Seeing the Best or the Worst

Tendencies to see the worst in people is easy, but it is just as easy to see the best in someone. Most disagreements can be solved through good communication. There are always differences in values, and learning to show more respect for humanity, for an individual, is unending. In the process of accepting others, there is an easy choice to be made in every moment, do we want to see the best, or the worst in someone?

Our beliefs about others are who they are to us. This is not who they really are, behave, or feel in any given situation. Rather, we are responsible for our views, others are not. Considering the power of influence in this interaction, we guard our ideas about others most recklessly.

Sure, we might see a lot, but that doesn’t mean we draw accurate conclusions. We might think we know what’s going on, and then talk to someone with a different understanding. Taking ownership and gaining accuracy in our perspectives takes work, a good kind of effort to keep our attitudes willing to learn. Accurate conclusions are also justified, but perhaps there is a different reason than imagined behind another’s conduct.

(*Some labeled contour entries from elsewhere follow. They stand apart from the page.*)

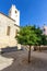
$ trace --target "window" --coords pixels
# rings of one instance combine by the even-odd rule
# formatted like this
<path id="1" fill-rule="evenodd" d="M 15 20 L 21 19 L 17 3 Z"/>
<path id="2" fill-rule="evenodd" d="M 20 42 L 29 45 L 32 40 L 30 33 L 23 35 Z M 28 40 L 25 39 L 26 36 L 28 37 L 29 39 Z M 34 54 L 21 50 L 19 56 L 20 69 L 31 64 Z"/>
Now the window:
<path id="1" fill-rule="evenodd" d="M 7 35 L 10 35 L 10 26 L 8 26 Z"/>

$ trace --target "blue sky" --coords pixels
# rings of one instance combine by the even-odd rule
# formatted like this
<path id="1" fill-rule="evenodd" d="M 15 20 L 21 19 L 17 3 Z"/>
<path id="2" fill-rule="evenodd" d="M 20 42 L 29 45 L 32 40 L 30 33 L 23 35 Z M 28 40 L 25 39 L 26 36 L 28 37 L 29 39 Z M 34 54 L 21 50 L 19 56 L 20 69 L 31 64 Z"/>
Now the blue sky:
<path id="1" fill-rule="evenodd" d="M 12 4 L 21 12 L 21 26 L 47 25 L 47 0 L 0 0 L 0 12 L 8 15 Z"/>

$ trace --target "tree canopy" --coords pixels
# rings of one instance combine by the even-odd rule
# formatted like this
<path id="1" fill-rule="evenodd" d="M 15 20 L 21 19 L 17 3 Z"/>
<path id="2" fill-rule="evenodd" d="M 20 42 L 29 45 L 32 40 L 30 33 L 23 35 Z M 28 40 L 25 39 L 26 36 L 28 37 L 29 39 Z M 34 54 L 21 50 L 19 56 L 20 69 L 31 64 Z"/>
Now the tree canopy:
<path id="1" fill-rule="evenodd" d="M 22 45 L 35 45 L 37 44 L 37 40 L 39 40 L 39 38 L 35 33 L 34 26 L 21 27 L 16 38 L 17 38 L 17 43 Z"/>

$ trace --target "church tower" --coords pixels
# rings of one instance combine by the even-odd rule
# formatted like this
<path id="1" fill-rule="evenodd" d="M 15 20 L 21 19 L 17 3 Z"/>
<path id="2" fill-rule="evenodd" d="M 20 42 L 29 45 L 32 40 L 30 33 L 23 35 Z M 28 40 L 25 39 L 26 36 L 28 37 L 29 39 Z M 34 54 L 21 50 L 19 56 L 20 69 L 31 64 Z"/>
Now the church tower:
<path id="1" fill-rule="evenodd" d="M 12 4 L 9 16 L 15 21 L 15 24 L 20 26 L 20 11 Z"/>

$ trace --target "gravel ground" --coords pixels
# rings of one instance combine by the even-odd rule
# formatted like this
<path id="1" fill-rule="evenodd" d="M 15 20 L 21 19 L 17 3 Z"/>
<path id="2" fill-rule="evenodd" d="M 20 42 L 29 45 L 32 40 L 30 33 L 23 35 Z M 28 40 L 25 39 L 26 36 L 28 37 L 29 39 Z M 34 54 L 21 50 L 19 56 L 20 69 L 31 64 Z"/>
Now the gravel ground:
<path id="1" fill-rule="evenodd" d="M 2 56 L 13 58 L 13 63 L 1 71 L 47 71 L 47 54 L 32 51 L 31 63 L 27 62 L 27 51 L 5 52 Z"/>

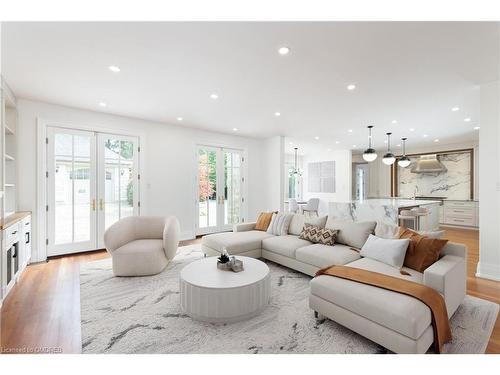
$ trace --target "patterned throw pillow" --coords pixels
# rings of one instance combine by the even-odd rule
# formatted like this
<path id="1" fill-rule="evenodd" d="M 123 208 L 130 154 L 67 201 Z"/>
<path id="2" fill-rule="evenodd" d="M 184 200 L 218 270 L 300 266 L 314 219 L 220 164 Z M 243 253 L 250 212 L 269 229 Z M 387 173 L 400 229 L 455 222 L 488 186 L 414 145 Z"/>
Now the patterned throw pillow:
<path id="1" fill-rule="evenodd" d="M 337 238 L 338 230 L 320 228 L 311 224 L 305 224 L 299 238 L 312 243 L 333 246 Z"/>

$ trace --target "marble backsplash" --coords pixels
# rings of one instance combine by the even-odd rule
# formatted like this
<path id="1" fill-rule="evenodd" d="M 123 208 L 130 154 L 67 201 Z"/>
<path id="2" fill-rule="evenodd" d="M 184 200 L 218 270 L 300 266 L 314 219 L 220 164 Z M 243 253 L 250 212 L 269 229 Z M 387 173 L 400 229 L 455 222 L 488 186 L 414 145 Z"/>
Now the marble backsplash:
<path id="1" fill-rule="evenodd" d="M 413 197 L 415 186 L 417 195 L 447 197 L 448 199 L 470 199 L 471 197 L 471 153 L 439 155 L 438 159 L 448 169 L 444 173 L 412 173 L 411 168 L 418 157 L 410 157 L 407 168 L 398 168 L 398 196 Z"/>

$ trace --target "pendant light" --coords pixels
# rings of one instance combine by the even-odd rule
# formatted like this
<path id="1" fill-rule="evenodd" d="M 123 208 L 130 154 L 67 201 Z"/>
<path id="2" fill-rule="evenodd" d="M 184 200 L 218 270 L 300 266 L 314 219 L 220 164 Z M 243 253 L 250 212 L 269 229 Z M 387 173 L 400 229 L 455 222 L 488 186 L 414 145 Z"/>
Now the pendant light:
<path id="1" fill-rule="evenodd" d="M 297 176 L 297 177 L 300 177 L 302 176 L 302 170 L 298 168 L 297 166 L 297 162 L 298 162 L 298 151 L 299 149 L 297 147 L 294 147 L 293 148 L 294 150 L 294 153 L 295 153 L 295 156 L 294 156 L 294 165 L 293 165 L 293 168 L 290 169 L 290 171 L 288 172 L 290 176 Z"/>
<path id="2" fill-rule="evenodd" d="M 372 128 L 373 125 L 368 126 L 368 148 L 363 152 L 363 159 L 368 163 L 377 158 L 377 153 L 372 148 Z"/>
<path id="3" fill-rule="evenodd" d="M 404 137 L 404 138 L 401 138 L 401 140 L 403 141 L 403 156 L 401 156 L 398 160 L 398 165 L 401 167 L 401 168 L 406 168 L 407 166 L 410 165 L 411 161 L 410 161 L 410 158 L 408 156 L 406 156 L 406 147 L 405 147 L 405 144 L 406 144 L 406 140 L 408 138 Z"/>
<path id="4" fill-rule="evenodd" d="M 384 162 L 385 165 L 392 165 L 396 161 L 396 157 L 391 152 L 391 134 L 392 133 L 385 133 L 385 134 L 387 135 L 387 153 L 382 158 L 382 161 Z"/>

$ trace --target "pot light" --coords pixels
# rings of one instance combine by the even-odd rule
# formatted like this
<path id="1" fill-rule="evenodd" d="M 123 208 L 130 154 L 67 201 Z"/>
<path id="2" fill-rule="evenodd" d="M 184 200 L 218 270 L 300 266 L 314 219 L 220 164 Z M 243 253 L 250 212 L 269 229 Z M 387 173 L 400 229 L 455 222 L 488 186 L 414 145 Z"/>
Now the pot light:
<path id="1" fill-rule="evenodd" d="M 372 147 L 372 129 L 373 125 L 368 126 L 368 148 L 363 152 L 363 159 L 368 163 L 377 158 L 377 152 Z"/>
<path id="2" fill-rule="evenodd" d="M 281 56 L 288 55 L 288 54 L 290 53 L 290 48 L 289 48 L 289 47 L 286 47 L 286 46 L 280 47 L 280 48 L 278 49 L 278 53 L 279 53 Z"/>
<path id="3" fill-rule="evenodd" d="M 382 162 L 385 165 L 392 165 L 396 161 L 396 157 L 394 154 L 391 152 L 391 134 L 392 133 L 386 133 L 387 135 L 387 152 L 382 158 Z"/>
<path id="4" fill-rule="evenodd" d="M 401 140 L 403 141 L 403 156 L 401 156 L 398 160 L 398 165 L 401 167 L 401 168 L 406 168 L 407 166 L 410 165 L 411 161 L 410 161 L 410 158 L 408 156 L 406 156 L 406 140 L 408 138 L 401 138 Z"/>

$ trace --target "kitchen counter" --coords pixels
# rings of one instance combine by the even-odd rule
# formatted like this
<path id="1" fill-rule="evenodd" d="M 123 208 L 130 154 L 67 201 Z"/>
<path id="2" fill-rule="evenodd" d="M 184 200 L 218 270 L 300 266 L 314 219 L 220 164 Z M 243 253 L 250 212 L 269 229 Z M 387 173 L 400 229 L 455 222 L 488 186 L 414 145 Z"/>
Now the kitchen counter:
<path id="1" fill-rule="evenodd" d="M 351 202 L 330 202 L 328 215 L 339 220 L 377 221 L 399 225 L 399 212 L 402 209 L 425 207 L 429 210 L 426 220 L 421 220 L 421 230 L 434 230 L 439 227 L 439 206 L 442 201 L 405 198 L 370 198 Z"/>

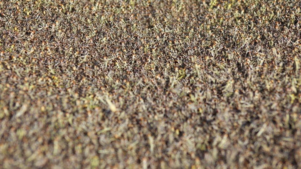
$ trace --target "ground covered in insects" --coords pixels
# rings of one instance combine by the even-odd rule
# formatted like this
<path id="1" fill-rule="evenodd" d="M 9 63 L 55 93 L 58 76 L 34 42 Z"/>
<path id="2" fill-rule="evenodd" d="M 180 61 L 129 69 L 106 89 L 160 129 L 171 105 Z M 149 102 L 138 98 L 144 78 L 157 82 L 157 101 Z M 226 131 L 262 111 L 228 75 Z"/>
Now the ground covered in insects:
<path id="1" fill-rule="evenodd" d="M 0 167 L 301 167 L 300 6 L 0 1 Z"/>

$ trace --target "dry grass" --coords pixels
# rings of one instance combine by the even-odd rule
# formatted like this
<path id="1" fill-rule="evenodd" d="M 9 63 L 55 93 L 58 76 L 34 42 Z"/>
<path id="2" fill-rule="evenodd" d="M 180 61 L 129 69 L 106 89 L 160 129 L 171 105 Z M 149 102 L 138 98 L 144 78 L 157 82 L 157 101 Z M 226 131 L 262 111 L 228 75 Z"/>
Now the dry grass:
<path id="1" fill-rule="evenodd" d="M 300 6 L 0 1 L 0 168 L 301 167 Z"/>

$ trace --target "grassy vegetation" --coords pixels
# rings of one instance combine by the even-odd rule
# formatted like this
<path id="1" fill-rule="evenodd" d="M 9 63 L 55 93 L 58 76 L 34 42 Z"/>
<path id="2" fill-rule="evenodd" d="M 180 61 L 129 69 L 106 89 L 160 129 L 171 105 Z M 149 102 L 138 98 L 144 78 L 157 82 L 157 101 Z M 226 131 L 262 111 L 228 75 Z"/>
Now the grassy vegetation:
<path id="1" fill-rule="evenodd" d="M 0 167 L 301 167 L 300 7 L 0 1 Z"/>

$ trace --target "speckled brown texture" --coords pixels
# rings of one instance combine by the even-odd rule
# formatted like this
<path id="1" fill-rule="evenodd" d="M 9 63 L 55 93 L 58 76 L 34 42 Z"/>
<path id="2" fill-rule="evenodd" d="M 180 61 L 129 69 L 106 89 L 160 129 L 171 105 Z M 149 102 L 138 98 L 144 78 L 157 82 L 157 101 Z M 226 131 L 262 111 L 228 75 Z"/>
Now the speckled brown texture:
<path id="1" fill-rule="evenodd" d="M 0 1 L 0 168 L 301 167 L 300 7 Z"/>

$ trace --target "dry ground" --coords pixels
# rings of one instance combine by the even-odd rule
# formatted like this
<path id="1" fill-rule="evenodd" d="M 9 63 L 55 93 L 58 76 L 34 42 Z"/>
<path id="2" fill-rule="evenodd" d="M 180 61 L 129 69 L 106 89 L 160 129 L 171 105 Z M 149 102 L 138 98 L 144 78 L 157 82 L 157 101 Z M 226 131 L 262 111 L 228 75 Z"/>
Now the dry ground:
<path id="1" fill-rule="evenodd" d="M 0 1 L 0 168 L 301 167 L 300 7 Z"/>

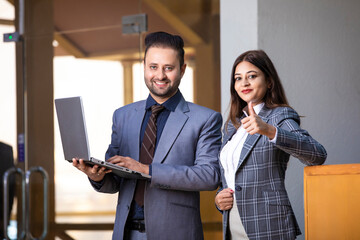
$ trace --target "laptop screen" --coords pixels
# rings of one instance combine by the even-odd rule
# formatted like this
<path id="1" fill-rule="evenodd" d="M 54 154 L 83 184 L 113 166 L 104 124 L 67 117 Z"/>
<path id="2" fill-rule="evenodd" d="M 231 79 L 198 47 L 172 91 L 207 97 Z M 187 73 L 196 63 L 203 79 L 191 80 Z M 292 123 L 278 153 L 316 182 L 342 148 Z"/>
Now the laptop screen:
<path id="1" fill-rule="evenodd" d="M 90 159 L 88 138 L 81 97 L 55 99 L 64 157 Z"/>

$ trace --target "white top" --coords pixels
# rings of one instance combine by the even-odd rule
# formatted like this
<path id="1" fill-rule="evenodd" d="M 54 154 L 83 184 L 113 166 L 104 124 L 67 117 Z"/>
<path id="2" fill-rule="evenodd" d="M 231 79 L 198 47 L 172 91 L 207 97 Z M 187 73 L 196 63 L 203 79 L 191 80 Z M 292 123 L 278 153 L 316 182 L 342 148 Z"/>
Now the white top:
<path id="1" fill-rule="evenodd" d="M 264 107 L 264 105 L 265 103 L 260 103 L 254 106 L 255 113 L 259 114 L 259 112 Z M 234 136 L 231 138 L 231 140 L 226 143 L 226 145 L 223 147 L 220 153 L 220 162 L 224 168 L 226 183 L 228 187 L 231 188 L 232 190 L 235 189 L 235 172 L 239 164 L 241 150 L 244 146 L 245 140 L 248 135 L 249 133 L 246 132 L 243 126 L 241 125 L 234 134 Z M 274 139 L 269 141 L 275 142 L 276 137 L 277 137 L 277 130 Z"/>

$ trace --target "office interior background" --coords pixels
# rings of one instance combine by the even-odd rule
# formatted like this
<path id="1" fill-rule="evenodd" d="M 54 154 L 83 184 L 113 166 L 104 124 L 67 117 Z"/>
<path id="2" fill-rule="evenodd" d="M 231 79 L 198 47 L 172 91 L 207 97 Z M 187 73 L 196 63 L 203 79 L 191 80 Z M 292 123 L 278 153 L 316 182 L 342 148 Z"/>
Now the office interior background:
<path id="1" fill-rule="evenodd" d="M 19 30 L 19 2 L 0 0 L 1 35 Z M 122 17 L 142 13 L 147 32 L 183 36 L 188 69 L 180 89 L 188 101 L 225 120 L 233 61 L 263 49 L 303 116 L 302 127 L 326 148 L 325 164 L 360 162 L 357 0 L 25 0 L 26 44 L 0 41 L 0 141 L 13 147 L 17 167 L 43 166 L 49 174 L 48 239 L 110 239 L 116 195 L 96 193 L 63 160 L 53 99 L 83 97 L 91 151 L 104 156 L 113 110 L 147 96 L 141 73 L 146 33 L 122 33 Z M 17 150 L 23 137 L 25 160 Z M 303 169 L 291 158 L 286 172 L 303 232 L 298 239 L 305 239 Z M 42 179 L 33 180 L 32 189 L 42 192 Z M 43 200 L 35 195 L 30 226 L 40 235 L 42 215 L 34 212 L 43 212 Z M 205 238 L 221 239 L 214 192 L 201 197 Z M 19 206 L 15 201 L 9 234 L 21 228 Z"/>

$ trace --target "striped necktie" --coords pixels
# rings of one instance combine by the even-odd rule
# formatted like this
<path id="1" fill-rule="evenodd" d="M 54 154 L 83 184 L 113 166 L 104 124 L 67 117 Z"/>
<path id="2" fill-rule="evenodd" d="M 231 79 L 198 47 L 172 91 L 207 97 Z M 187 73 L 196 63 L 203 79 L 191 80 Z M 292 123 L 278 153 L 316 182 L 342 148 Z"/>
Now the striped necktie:
<path id="1" fill-rule="evenodd" d="M 143 164 L 150 165 L 152 163 L 156 144 L 156 120 L 158 114 L 163 109 L 164 107 L 161 105 L 153 105 L 151 107 L 151 116 L 145 128 L 145 133 L 140 148 L 140 162 Z M 138 180 L 134 199 L 139 206 L 144 205 L 144 189 L 145 180 Z"/>

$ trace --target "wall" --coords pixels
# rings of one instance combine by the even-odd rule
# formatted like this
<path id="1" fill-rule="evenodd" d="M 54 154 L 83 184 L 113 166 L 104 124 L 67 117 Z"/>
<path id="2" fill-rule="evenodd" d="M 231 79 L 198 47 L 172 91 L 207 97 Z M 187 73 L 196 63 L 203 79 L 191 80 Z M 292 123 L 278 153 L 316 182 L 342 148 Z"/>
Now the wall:
<path id="1" fill-rule="evenodd" d="M 360 2 L 220 3 L 222 112 L 229 103 L 229 74 L 235 57 L 245 50 L 264 49 L 290 104 L 304 116 L 302 127 L 327 149 L 326 164 L 359 163 Z M 286 186 L 304 233 L 303 167 L 290 159 Z M 299 237 L 304 238 L 304 234 Z"/>

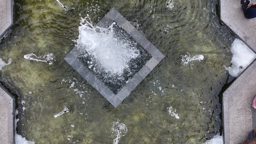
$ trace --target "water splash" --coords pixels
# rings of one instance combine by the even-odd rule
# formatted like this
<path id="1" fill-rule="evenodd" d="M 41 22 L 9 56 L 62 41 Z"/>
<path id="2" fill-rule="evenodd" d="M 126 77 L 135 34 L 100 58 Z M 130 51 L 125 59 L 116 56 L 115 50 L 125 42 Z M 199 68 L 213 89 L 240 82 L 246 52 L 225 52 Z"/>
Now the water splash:
<path id="1" fill-rule="evenodd" d="M 182 56 L 181 61 L 185 64 L 187 64 L 189 62 L 193 61 L 199 61 L 200 62 L 201 60 L 203 59 L 203 56 L 202 55 L 196 55 L 191 58 L 189 53 L 187 52 L 187 54 Z"/>
<path id="2" fill-rule="evenodd" d="M 67 107 L 65 106 L 64 106 L 64 109 L 63 110 L 62 110 L 62 112 L 59 112 L 59 113 L 58 113 L 58 114 L 56 115 L 55 115 L 54 116 L 54 117 L 56 118 L 62 114 L 64 114 L 65 113 L 68 112 L 69 108 L 67 108 Z"/>
<path id="3" fill-rule="evenodd" d="M 167 110 L 169 112 L 169 114 L 172 116 L 175 117 L 177 119 L 180 118 L 178 116 L 178 114 L 176 113 L 176 109 L 173 109 L 171 106 L 167 108 Z"/>
<path id="4" fill-rule="evenodd" d="M 32 57 L 35 57 L 33 58 Z M 26 59 L 37 61 L 37 62 L 48 62 L 49 64 L 52 64 L 52 61 L 53 60 L 54 56 L 52 53 L 48 53 L 44 56 L 38 57 L 33 53 L 31 53 L 24 55 L 24 58 Z"/>
<path id="5" fill-rule="evenodd" d="M 65 9 L 66 10 L 68 10 L 68 9 L 67 9 L 67 8 L 66 8 L 66 7 L 65 6 L 64 6 L 63 5 L 63 4 L 62 4 L 60 2 L 59 2 L 59 0 L 56 0 L 56 1 L 57 2 L 58 2 L 58 3 L 59 3 L 59 5 L 61 6 L 61 7 L 62 7 L 62 8 L 63 8 Z"/>
<path id="6" fill-rule="evenodd" d="M 120 122 L 119 120 L 113 122 L 111 130 L 117 136 L 116 138 L 113 140 L 113 144 L 118 144 L 121 137 L 125 135 L 128 131 L 124 124 Z"/>
<path id="7" fill-rule="evenodd" d="M 172 9 L 174 7 L 174 5 L 173 4 L 173 0 L 170 0 L 169 2 L 166 3 L 166 7 L 168 8 L 170 10 Z"/>
<path id="8" fill-rule="evenodd" d="M 212 139 L 207 140 L 203 144 L 223 144 L 223 140 L 222 136 L 219 134 L 213 136 Z"/>
<path id="9" fill-rule="evenodd" d="M 237 38 L 232 43 L 231 52 L 233 54 L 231 59 L 232 66 L 227 68 L 225 66 L 224 67 L 226 70 L 228 70 L 230 75 L 236 77 L 255 59 L 256 55 L 242 41 Z M 240 66 L 242 66 L 242 68 L 239 68 Z"/>
<path id="10" fill-rule="evenodd" d="M 0 70 L 2 69 L 3 67 L 6 65 L 9 65 L 11 63 L 11 58 L 10 58 L 8 60 L 8 62 L 5 63 L 2 58 L 0 58 Z"/>
<path id="11" fill-rule="evenodd" d="M 96 27 L 88 16 L 81 18 L 78 39 L 75 41 L 78 49 L 86 53 L 82 56 L 96 59 L 96 61 L 87 62 L 90 64 L 89 68 L 95 70 L 96 65 L 100 65 L 113 74 L 122 74 L 128 68 L 129 61 L 138 56 L 139 51 L 129 40 L 116 36 L 113 28 L 115 22 L 108 28 Z"/>

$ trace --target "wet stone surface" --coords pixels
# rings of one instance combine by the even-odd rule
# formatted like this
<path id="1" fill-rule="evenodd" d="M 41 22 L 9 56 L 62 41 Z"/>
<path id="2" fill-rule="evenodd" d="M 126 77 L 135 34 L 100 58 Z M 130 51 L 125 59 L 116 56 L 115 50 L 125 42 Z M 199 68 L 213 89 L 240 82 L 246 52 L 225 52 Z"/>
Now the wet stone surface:
<path id="1" fill-rule="evenodd" d="M 114 8 L 97 25 L 107 28 L 114 22 L 117 23 L 113 27 L 117 38 L 129 40 L 130 45 L 135 47 L 139 52 L 139 56 L 129 61 L 129 68 L 123 70 L 120 76 L 112 74 L 113 76 L 107 77 L 105 76 L 111 74 L 108 74 L 102 67 L 96 66 L 92 68 L 90 62 L 96 62 L 96 60 L 90 56 L 86 52 L 79 52 L 76 47 L 64 59 L 116 107 L 164 56 Z"/>

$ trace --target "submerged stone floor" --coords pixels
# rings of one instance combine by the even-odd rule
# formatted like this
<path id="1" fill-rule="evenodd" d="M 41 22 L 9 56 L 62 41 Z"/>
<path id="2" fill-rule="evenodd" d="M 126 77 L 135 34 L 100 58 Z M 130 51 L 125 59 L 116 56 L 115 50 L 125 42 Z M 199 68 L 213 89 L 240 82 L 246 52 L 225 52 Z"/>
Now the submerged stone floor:
<path id="1" fill-rule="evenodd" d="M 240 1 L 220 1 L 221 20 L 256 51 L 256 29 L 254 26 L 256 18 L 245 17 Z M 223 94 L 222 124 L 225 144 L 244 143 L 249 134 L 256 130 L 256 110 L 251 106 L 256 95 L 255 67 L 254 61 Z"/>
<path id="2" fill-rule="evenodd" d="M 81 52 L 77 47 L 73 49 L 64 59 L 115 107 L 117 107 L 161 62 L 164 56 L 114 8 L 112 8 L 99 22 L 97 26 L 106 28 L 114 21 L 120 24 L 152 57 L 116 94 L 113 93 L 109 88 L 77 58 Z"/>
<path id="3" fill-rule="evenodd" d="M 13 0 L 0 0 L 0 40 L 13 25 Z M 0 144 L 14 143 L 14 100 L 0 87 Z"/>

We form opinions in moments of interaction. Moments are opportunities; they are the matrix. We all have assumptions, most of which are partial, misinformed, and wanting for truth. It’s perfectly fine to disagree, but to disagree without knowing, seems like an awful big waste of a relationship. It seems so easy to put people at stake. There is room for expansion.

The health of our families is dependent on our perspectives of ourselves and one another. Nothing in the realm of relativity and perspective is wrong or right. Everyone has their own identity. Seeing the best in someone is being able share in their fluidity and authenticity even when they are different. We all can appreciate the deep and kindred connections we experience with others and could share more in this if we were all thinking better of one another.

Accepting differences is challenging, even threatening to some. Emotions and behavior can muddy the waters of perspective and communication. Finding clarity in someone’s individualism is worth more than trends, gossip, or pride. If a person wants to believe what they see is correct, and it’s their way or the highway, most people will take the highway.

People betray, disagree, lie, but this is not a reason to keep our own minds in the dark concerning motive and situation. Personal approval and disapproval are not the scales of justice. Just how far will we take equality when considering whose opinion is important? When we offer the space to create a new story, rewrite the daily script about people, and for people, we are more culturally aware.

All of us navigate a balance between understanding who, what, and why people, including ourselves, act the way we do. It’s okay to address the problem but speak to the solution. It’s okay to give our loved ones the benefit of doubt, to be easy with one another, to trust. Create a habit of thinking the best about someone. It changes things. It doesn’t hurt any worse than thinking bad of someone, even if the best does not manifest. Let’s believe in one another.